Contei-me para acordar. Dois olhos, mãos, pés. Nariz e boca. ‘Estou vivo’. Água na cara pra respirar. Pasta e dente. Cuspe. Sol.
- Tive um sonho tão ruim hoje.
Cuspe.
- Sonhei com Saturno. Sonhei que estava em Saturno com uns amigos. Parecia a Terra, mas era Saturno. A gente dava voltas por aí falando com as pessoas. Parecia uma dessas cidades pequenas europeias. Um espírito decadente, mas charmoso. Meio bucólico.
Mijo.
- A gente dava voltas. Mas eu parecia estar de ressaca. Não lembrava bem do que tinha acontecido na noite anterior. Mas sabia que tinha acontecido algo. Uma festa. Um grande evento, sei lá. E sentia um ar pesado nesse esquecimento.
Descarga.
- Depois do passeio, o clima foi ficando mais fechado.
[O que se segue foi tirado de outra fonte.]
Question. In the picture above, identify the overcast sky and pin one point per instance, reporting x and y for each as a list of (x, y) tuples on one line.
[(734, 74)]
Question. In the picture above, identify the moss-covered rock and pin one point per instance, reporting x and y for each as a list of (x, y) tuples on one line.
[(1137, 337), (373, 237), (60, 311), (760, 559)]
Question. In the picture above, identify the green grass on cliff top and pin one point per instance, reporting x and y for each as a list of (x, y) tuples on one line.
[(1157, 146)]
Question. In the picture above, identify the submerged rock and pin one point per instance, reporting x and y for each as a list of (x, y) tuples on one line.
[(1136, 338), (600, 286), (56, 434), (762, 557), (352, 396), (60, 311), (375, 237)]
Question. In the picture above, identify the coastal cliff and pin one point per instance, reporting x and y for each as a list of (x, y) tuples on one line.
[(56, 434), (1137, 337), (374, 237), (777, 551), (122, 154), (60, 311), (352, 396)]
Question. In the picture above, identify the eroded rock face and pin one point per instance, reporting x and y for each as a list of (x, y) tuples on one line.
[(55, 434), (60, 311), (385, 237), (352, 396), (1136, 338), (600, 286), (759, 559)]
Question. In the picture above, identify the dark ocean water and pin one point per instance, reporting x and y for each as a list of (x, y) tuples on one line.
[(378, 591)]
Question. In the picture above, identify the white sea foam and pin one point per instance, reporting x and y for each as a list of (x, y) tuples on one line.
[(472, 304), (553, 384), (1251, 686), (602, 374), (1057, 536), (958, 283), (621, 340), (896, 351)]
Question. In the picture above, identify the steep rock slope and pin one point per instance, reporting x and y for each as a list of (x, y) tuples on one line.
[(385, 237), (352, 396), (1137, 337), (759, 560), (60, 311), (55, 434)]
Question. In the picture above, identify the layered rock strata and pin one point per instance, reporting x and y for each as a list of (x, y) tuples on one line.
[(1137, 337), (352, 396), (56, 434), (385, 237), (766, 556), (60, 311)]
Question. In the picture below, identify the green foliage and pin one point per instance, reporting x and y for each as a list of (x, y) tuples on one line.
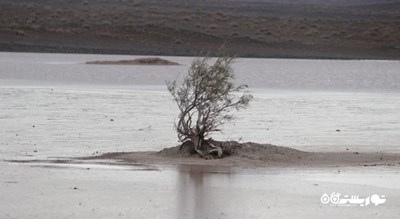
[(206, 97)]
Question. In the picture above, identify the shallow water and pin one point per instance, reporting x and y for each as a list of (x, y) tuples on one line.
[(53, 105)]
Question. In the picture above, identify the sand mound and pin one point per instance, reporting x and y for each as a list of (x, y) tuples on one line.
[(248, 150), (250, 155), (139, 61)]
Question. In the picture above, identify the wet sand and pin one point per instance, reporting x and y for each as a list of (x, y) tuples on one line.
[(270, 156)]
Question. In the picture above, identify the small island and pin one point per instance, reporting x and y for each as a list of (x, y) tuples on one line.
[(138, 61)]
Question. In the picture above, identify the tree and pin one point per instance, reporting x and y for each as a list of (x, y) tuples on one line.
[(205, 99)]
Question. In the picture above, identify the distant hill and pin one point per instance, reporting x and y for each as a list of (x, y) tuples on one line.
[(328, 2), (340, 29)]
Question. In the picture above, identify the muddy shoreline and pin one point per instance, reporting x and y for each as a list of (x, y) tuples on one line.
[(251, 156)]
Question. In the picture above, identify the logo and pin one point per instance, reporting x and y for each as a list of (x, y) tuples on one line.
[(335, 200)]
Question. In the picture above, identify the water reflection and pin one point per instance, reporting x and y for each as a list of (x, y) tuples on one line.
[(196, 193)]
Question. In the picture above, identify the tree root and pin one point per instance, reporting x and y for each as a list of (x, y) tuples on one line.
[(208, 150)]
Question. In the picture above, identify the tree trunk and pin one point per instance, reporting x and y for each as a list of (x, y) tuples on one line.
[(198, 143)]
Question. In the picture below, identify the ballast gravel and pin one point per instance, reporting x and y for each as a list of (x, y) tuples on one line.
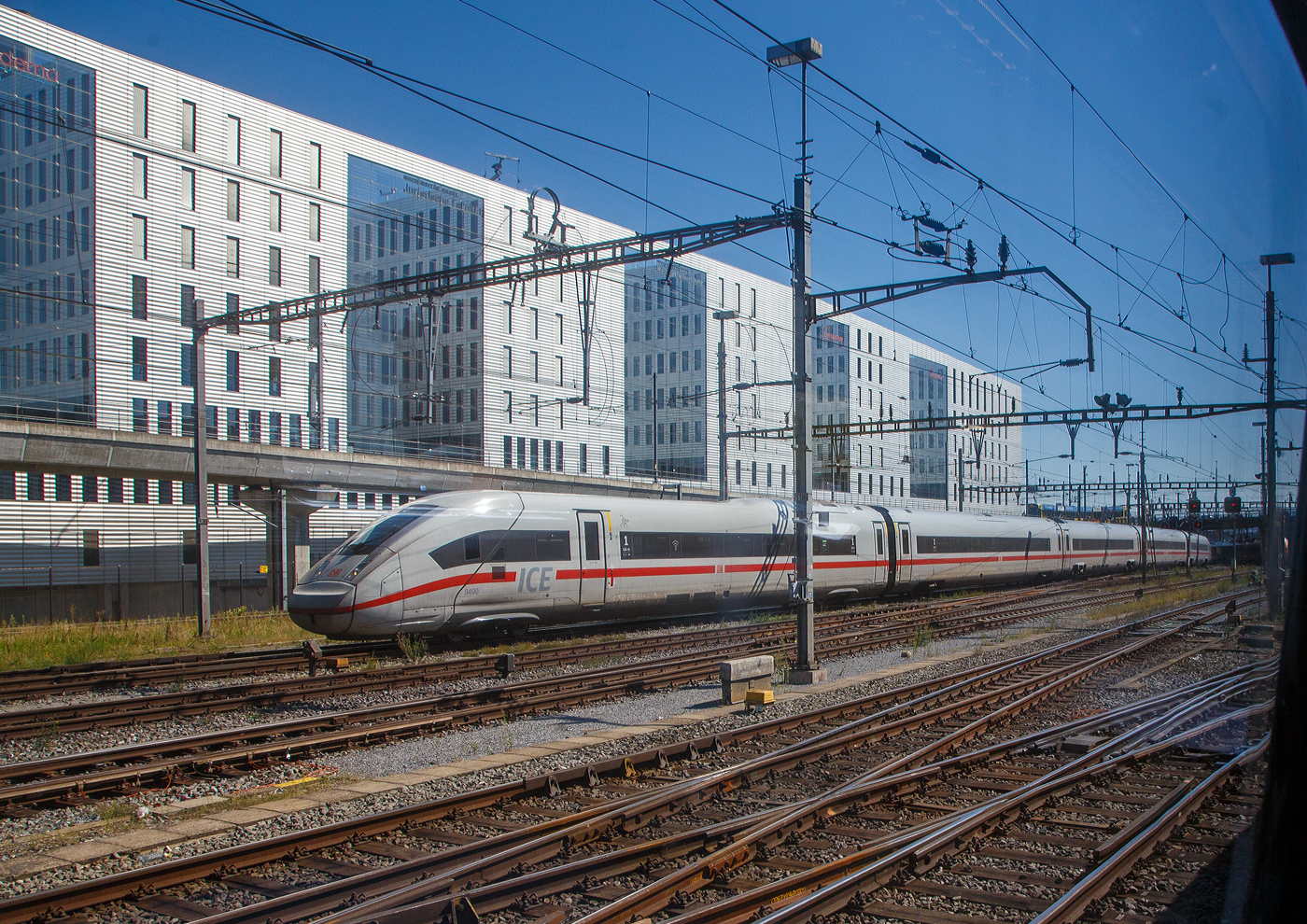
[(502, 736)]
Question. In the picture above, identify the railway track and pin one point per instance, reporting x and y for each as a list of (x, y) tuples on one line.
[(752, 808), (156, 672), (839, 633), (130, 769)]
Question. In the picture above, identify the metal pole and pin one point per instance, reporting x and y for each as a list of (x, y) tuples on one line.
[(1272, 525), (655, 427), (807, 653), (204, 614), (285, 551), (722, 405), (1143, 514)]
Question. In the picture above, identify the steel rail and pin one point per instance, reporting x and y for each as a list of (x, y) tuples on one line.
[(162, 763), (149, 707), (771, 895), (176, 872), (497, 895), (654, 897), (100, 675), (699, 789), (1075, 900)]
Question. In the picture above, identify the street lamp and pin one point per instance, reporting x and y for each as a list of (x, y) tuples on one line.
[(723, 316), (806, 668), (1272, 532)]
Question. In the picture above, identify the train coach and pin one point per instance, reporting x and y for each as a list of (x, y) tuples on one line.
[(474, 561)]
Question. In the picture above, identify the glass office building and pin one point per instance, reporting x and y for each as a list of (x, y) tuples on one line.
[(667, 401), (48, 235), (415, 374)]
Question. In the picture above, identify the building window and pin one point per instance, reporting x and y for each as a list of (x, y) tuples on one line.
[(232, 139), (189, 127), (187, 189), (139, 359), (140, 176), (274, 153), (234, 257), (140, 287), (140, 111), (316, 165), (91, 547), (140, 242)]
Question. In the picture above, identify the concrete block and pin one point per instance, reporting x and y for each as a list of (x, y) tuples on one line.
[(244, 817), (140, 841), (369, 787), (196, 828), (741, 675), (293, 804)]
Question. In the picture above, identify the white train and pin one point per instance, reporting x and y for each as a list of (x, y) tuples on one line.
[(467, 561)]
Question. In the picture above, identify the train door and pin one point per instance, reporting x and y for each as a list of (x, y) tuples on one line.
[(905, 570), (594, 558)]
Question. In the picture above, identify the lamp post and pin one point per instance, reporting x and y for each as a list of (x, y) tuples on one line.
[(656, 434), (806, 668), (202, 485), (1272, 532), (722, 316)]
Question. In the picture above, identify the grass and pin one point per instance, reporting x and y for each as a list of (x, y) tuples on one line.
[(28, 647)]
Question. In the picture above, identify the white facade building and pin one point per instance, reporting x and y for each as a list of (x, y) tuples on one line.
[(134, 195)]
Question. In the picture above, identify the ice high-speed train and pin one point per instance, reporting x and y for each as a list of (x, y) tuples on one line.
[(467, 561)]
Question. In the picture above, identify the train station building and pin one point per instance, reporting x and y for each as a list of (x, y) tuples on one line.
[(134, 198)]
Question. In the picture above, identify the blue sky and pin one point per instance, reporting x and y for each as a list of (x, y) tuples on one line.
[(1205, 94)]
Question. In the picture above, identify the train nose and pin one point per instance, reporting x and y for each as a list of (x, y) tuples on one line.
[(324, 607)]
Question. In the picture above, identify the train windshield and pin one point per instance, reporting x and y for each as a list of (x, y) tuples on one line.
[(368, 541)]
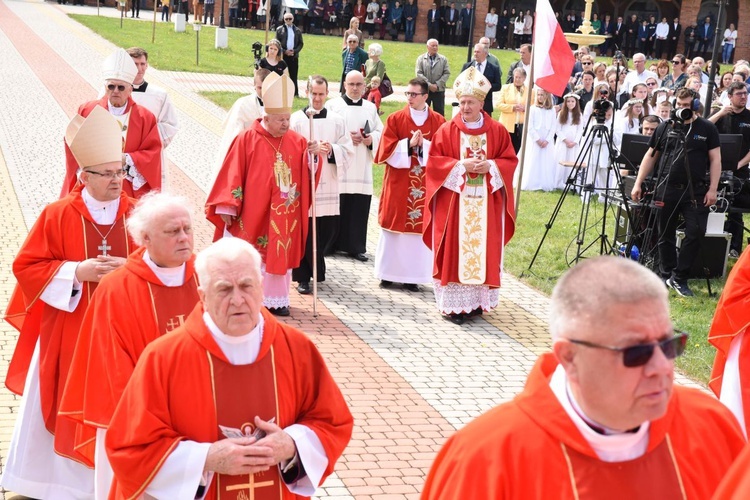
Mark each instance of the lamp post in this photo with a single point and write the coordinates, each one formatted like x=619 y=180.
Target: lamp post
x=714 y=54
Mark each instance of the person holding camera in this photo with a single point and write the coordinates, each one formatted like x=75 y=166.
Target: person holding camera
x=684 y=187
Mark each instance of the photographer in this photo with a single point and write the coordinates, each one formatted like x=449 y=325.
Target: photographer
x=684 y=189
x=735 y=119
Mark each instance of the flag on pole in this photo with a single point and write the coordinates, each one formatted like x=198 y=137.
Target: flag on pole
x=553 y=59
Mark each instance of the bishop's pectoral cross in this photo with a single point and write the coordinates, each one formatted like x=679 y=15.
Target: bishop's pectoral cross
x=250 y=486
x=104 y=247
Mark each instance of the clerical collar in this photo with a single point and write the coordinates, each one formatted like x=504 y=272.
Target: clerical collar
x=616 y=447
x=169 y=276
x=474 y=125
x=419 y=117
x=319 y=115
x=103 y=212
x=141 y=87
x=254 y=334
x=349 y=102
x=115 y=110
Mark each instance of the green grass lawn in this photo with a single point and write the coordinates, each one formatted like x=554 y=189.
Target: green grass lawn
x=176 y=52
x=322 y=54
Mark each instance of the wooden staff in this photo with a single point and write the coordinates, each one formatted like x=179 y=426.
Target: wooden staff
x=310 y=113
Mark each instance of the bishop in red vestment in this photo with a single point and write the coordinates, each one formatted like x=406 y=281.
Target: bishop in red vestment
x=402 y=256
x=469 y=212
x=730 y=377
x=599 y=417
x=182 y=428
x=157 y=286
x=262 y=192
x=141 y=144
x=74 y=242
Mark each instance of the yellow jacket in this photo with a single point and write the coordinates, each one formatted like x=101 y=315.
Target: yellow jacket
x=509 y=97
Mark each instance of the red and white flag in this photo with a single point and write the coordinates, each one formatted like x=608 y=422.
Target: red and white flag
x=553 y=58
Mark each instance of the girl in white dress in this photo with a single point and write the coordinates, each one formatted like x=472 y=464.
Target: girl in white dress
x=540 y=171
x=568 y=129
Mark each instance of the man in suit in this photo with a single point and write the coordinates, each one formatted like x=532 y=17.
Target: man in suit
x=450 y=19
x=490 y=72
x=466 y=15
x=618 y=33
x=433 y=22
x=705 y=36
x=675 y=29
x=290 y=37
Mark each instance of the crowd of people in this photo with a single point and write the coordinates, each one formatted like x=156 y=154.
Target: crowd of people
x=118 y=407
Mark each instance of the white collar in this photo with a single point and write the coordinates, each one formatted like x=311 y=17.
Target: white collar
x=616 y=447
x=169 y=276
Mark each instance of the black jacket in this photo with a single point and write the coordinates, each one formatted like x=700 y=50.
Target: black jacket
x=281 y=37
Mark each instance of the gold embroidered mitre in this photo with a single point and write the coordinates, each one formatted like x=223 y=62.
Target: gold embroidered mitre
x=278 y=94
x=96 y=139
x=119 y=66
x=472 y=82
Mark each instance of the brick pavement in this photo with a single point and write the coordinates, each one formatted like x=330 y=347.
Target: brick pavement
x=409 y=376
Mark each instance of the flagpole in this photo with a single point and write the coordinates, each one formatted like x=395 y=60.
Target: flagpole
x=522 y=158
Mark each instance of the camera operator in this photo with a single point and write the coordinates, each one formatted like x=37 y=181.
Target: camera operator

Voltei para o meu quarto, e haviam pedaços de corpos mutilados, e muito sangue. Nas paredes e no chão. Era horrível. E eu parecia recordar do que tinha feito na noite anterior.
Torneira. Água.
Toalha.
Dei ‘bom dia’ e pensei no sonho dela.
- Toma um banho comigo?



segunda-feira, 6 de agosto de 2012

Soturno

                   Encontrei Saturno numa esquina em Buenos Aires. Movia-se rápido, fugaz. Saturno foi como nos sonhos monocromáticos, embora menor, dada a distância e a capacidade do telescópio. Inesquecível Saturno. Eu penso em Saturno e penso se Saturno me encontrou algum dia..




domingo, 22 de julho de 2012

Dialética incendiária

Propagar o germe em meio as propagandas propaladas
Diante dos assépticos foros da formalidade, defecar-se
Sem pudor disseminar a dor pelos castelos anestésicos
E servir de alimento aos porcos podres orquídeas raras

Publicar no teu púbis o poema mais baixo, metaforizado
Profeticamente no aborto metamórfico do teu orgasmo
E das estruturas mais sólidas de tuas convicções, sentir
A morte nascer de tua alma como a lótus brotar da lama.



segunda-feira, 16 de julho de 2012

Cor

Ha um éter hipóteses não conjuradas que transcrevem o Se.
E se as hipoteses são também fatos não conjurados, faz-se de materia escura o sonho.
E o sono que antecede o sonho sonha um sonho calmo.
O pesar das pálpebras e o bocejo são reais.
Os calos e o cansaço são reais.
Verte material o insumo dos sonhos.
E da teoria, a hipótese.
A poese, o Se.
A lágrima, a grama.
A sobriedade insólita tende ao ébrio.
E a engenharia dos músculos é a da sinapse onírica.
A policromia do escuro, a dúvida de estar acordado.